Ada banyak sekali
artikel yang saat ini bercerita tentang “Pendeta juga manusia”. Pertanyaanya,
apakah pesan yang dimaksudkan dari perkataan ini? Apakah ini menyatakan ;
pembelaan? Pembenaran? Permintaan agar kita dimaklumi oleh jemaat atas setiap
kesalahan yang kita miliki?
Setiap dari kita tentu
pernah membaca kisah tentang proses pemanggilan murid-murid di Galilea. Tentu,
kita bisa membayangkan bagaimana setiap harinya Yesus melihat dan memperhatikan
para nelayan di sana. Tapi dia lebih memilih Simon yang kemudian menjadi
Petrus, Yohanes dan Yakobus anak-anak dari Zabedeus. Dengan kelebihan dan
kekurangan yang selama ini Yesus perhatikan. Sesuatu yang memberikan kesadaran
pula bagi kita, bahwa setiap kita dipilih dan dipanggil untuk melayani bukan
tanpa alasan. Saya yakin, Tuhan juga memperhatikan dan mengenal orang-orang
yang dipilihnya menjadi pelayan, dengan kelebihan dan kekurangannya
masing-masing. Termasuk pula para pelayan yang ada di Gereja kita saat ini.
Nah, yang menjadi
menarik untuk dilihat adalah bagaimana cara setiap kita merespon setiap
panggilan dari Tuhan untuk melayaniNya?
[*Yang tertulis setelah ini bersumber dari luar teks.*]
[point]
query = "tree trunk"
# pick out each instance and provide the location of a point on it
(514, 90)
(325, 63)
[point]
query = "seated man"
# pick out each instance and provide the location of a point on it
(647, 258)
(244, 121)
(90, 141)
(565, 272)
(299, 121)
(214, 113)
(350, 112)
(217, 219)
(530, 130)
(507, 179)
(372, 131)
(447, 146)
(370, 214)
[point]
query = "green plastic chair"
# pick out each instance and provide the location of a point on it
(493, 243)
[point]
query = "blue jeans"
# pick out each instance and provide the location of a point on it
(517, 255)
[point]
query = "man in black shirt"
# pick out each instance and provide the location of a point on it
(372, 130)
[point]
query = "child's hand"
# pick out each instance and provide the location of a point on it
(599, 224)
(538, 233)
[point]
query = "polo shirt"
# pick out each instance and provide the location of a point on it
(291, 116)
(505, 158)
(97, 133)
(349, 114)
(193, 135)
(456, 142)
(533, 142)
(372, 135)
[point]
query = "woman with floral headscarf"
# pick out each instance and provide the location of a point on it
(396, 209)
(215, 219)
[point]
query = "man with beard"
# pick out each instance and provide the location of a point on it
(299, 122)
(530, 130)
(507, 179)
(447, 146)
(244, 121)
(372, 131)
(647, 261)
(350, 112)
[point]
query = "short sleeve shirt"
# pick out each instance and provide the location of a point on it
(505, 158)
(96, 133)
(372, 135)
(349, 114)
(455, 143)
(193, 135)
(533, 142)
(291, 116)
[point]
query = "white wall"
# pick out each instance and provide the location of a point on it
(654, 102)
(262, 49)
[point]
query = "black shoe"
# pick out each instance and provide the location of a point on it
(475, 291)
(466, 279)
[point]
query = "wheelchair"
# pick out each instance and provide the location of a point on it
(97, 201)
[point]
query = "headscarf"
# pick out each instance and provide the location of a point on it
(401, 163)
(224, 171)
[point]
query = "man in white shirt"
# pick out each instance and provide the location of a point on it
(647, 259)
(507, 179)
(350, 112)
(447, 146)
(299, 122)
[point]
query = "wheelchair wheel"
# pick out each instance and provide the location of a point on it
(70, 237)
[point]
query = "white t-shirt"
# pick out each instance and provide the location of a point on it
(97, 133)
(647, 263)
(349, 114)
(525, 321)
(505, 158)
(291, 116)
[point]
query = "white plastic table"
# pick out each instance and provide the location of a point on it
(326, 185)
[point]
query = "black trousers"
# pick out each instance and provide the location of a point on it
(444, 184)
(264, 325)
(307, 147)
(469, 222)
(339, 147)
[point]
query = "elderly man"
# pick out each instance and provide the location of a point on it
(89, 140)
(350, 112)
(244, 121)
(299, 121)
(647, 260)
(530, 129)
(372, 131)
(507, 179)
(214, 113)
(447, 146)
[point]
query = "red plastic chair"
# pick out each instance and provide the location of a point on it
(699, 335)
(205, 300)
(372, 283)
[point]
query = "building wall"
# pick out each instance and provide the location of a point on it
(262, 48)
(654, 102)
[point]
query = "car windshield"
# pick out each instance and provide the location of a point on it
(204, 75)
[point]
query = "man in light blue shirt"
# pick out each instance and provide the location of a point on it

Bila kita melihat respon para murid
ketika mereka dipanggil untuk melayani. Mereka memiliki sedikit pertahanan
dengan mengatakan bagaimana pengalaman mereka selama menjala ikan selama satu
malam sebelumnya. Walaupun, pada akhirnya mereka mengikuti perintah tersebut
dengan menyatakan, “.....tetapi karena Engkau menyuruhnya.....”
Saya yakin, bila
ungkapan ini merupakan bentuk kesadaran tentang; siapa yang memberikan perintah
dan sebagaimana kita mempercayai DIA yang memerintahkan kepada kita.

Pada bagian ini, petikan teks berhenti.